Если говорить об американо-российских отношениях, то именно тот самый вопрос, который, по мнению Миграняна, делает стратегический диалог невозможным, на деле должен был бы стать в этом диалоге одним из ключевых. Речь идет о необходимости надежного баланса сил в разных частях мира. И Соединенные Штаты, и Россия стратегически заинтересованы в подобном балансе по всей периферии России—в Европе, в Юго-Западной, Центральной/Южной и Северо-Восточной Азии и в Арктике.

Например, Мигранян утверждает, что интересы России и Китая совпадают «в вопросе сдерживания бесцеремонной и односторонней внешней политики Вашингтона, который пытается господствовать во всем мире». Даже если не затрагивать вопрос о том, насколько соответствует действительности такая характеристика внешней политики США, следует отметить, что Мигранян фокусируется исключительно на текущем положении дел. Однако будут ли интересы двух держав так совпадать в долгосрочной перспективе? Может ли Россия чувствовать себя комфортно со стратегической точки зрения, имея дело со страной, с которой она делит долгую и исторически спорную (хотя сейчас и полностью демаркированную) границу? Со страной, экономика которой вчетверо, а население вдевятеро больше, чем у нее – причем этот разрыв, скорее всего, будет только расти? Со страной, которая в итоге может заменить Россию как ключевой торговый партнер стран Средней Азии и попытаться захватить ресурсы Сибири и российского Дальнего Востока для своих рынков? Я не знаю, как бы ответили на эти вопросы российские лидеры, и не знаю, как они бы оценили стратегические последствия своих ответов для национальных интересов России. Но я уверен, что американское руководство хотело бы знать эти ответы – так же, как и российские лидеры, вероятно, хотели бы знать, что в Китае думают о США.

Читайте также: Новая холодная война Америки с Россией

Вполне возможно, что у России и Китая найдутся основания для стратегического сотрудничества, и это не обязательно будет сдерживание Китая, как могли бы подумать многие. В конце концов, обе страны заинтересованы в конструктивном взаимодействии с Китаем, и ни одна из них, скорее всего, не захочет жертвовать отношениями с ним ради американо-российского сотрудничества. Однако обе они могут захотеть установить баланс, в должной мере отвечающий интересам Китая, России, Соединенных Штатов и остальных заинтересованных держав, чтобы заложить прочную основу для безопасности и экономического прогресса в Центральной и Северо-Восточной Азии.

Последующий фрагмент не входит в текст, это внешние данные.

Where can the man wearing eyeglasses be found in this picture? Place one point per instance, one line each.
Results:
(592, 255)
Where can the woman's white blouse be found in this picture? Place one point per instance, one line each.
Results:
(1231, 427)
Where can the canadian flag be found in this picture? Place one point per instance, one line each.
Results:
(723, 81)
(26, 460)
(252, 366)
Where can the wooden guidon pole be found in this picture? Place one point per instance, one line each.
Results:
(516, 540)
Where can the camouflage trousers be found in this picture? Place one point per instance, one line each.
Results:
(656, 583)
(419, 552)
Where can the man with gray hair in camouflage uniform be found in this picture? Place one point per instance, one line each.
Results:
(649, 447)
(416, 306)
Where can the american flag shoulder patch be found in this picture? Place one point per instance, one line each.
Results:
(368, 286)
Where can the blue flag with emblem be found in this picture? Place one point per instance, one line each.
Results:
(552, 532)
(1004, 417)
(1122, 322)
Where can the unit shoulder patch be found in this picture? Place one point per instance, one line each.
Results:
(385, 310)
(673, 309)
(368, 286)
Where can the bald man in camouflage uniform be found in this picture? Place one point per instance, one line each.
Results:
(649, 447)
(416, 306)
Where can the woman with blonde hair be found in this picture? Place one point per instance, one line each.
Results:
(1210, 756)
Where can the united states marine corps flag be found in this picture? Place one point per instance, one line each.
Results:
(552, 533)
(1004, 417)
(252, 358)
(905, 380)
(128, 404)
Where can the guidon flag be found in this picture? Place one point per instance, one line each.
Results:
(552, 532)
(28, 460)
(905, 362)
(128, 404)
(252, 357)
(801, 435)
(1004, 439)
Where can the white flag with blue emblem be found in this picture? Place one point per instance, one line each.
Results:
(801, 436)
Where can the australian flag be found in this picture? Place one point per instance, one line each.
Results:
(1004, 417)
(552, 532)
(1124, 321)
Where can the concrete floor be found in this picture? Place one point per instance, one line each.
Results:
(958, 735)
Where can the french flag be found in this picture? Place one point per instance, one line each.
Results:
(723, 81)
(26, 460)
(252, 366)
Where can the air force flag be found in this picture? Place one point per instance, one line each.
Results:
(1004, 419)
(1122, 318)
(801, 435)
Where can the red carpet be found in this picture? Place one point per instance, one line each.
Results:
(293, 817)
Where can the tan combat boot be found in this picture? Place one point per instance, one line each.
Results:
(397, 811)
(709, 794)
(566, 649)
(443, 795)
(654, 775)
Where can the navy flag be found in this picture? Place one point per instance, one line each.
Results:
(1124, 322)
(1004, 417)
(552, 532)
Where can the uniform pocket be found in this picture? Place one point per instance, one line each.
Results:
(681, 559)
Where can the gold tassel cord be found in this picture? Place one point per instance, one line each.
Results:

Если задаться аналогичными перспективными вопросами, можно предположить, что существуют основания для американо-российского стратегического сотрудничества и в других регионах на границах России, а также по другим проблемам. Разумеется, как отметили в своей статье мы с Трениным, стратегический диалог не обязательно ведет к стратегическому сотрудничеству. Он может выявить непреодолимые разногласия. Может оказаться, что дух соперничества преобладает в американо-российских отношениях по весомым стратегическим причинам. Однако разве не стоит все же для начала вступить в диалог и изучить возможности стратегического сотрудничества вместо того, чтобы с ходу отрицать его возможность? Результаты могут оказаться неожиданными.

Томас Грэм в 2004-2007 годах занимал пост старшего директора по вопросам России в аппарате Совета национальной безопасности.